L’anziana di Teheran non ha questa incertezza. Non riflette. Agisce. Prende il suo posto nelle trincee della resistenza popolare.
Il giornalista insiste: “Lei è debole e non ha potere. Come può il nemico temerla?”
Lei non si offende. Risponde con la stessa incrollabile chiarezza morale, offrendo un’altra frase iconica:
“Non ho forza, ma posso stringere i pugni”.
“Cosa fai con il pugno?”, insiste lui.
«”Combatto con il pugno”, dichiara lei, alzandolo in aria come una guerriera esperta, come se avesse combattuto questa stessa giusta battaglia molte volte in passato.
Un attimo dopo, si vede un giovane – presumibilmente il giornalista – che le parla, sorridendo e inchinandosi leggermente in segno di rispetto. Un membro di una generazione più giovane, che riconosce che la forza della sua società ha origine da figure come lei.

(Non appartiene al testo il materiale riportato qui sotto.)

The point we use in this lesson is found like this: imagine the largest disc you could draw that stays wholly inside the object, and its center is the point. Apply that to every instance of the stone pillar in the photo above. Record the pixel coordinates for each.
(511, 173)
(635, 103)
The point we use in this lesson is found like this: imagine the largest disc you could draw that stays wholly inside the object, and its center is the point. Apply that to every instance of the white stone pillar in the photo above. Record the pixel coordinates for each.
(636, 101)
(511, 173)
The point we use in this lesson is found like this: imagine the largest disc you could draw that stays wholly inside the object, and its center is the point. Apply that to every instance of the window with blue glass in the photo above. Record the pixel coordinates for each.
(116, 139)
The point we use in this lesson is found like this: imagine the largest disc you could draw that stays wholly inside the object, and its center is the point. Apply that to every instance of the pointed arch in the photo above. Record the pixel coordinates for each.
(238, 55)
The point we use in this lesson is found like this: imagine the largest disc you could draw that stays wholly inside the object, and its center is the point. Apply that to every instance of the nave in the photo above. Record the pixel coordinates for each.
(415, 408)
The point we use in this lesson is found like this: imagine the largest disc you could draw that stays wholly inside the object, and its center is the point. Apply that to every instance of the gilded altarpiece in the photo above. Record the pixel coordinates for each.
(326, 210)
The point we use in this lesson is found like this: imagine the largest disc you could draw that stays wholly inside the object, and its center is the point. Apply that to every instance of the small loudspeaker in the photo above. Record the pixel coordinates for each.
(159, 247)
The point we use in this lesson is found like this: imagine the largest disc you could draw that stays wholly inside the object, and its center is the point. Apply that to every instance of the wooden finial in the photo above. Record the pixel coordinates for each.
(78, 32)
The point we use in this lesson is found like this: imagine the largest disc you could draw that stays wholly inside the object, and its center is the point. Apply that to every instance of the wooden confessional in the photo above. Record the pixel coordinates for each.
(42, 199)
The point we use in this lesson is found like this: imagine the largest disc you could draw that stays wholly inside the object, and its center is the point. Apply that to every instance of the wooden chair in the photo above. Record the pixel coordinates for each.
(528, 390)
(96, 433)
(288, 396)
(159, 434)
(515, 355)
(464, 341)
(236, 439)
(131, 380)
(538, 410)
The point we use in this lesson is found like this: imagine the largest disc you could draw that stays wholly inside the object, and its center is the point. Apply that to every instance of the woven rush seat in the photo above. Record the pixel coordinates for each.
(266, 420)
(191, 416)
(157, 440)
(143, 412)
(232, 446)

La guerra contro l’Iran aprirà la strada alla liberazione della Palestina?
A prima vista, il video può sembrare uno dei tanti che circolano online: un’altra dimostrazione di fermezza, unità e determinazione in Iran, una civiltà molto più profonda di quanto figure come Trump e i suoi alleati possano comprendere, figuriamoci affrontare in modo significativo.
Ma è più di questo. Cattura l’essenza stessa del potere: la sua fonte, il suo significato, la sua espressione filosofica più profonda.
Il potere non è gli F-35 o le bombe bunker buster. Questi sono strumenti di distruzione, nient’altro.
Il potere è una condizione dell’essere.
E quella donna anziana di Teheran – che si rifiuta di lasciare il “campo di battaglia vuoto” – ne è la manifestazione più autentica.
A lei, e a tutti coloro che rifiutano l’ingiustizia, l’indignità e l’arroganza, ci inchiniamo – umilmente.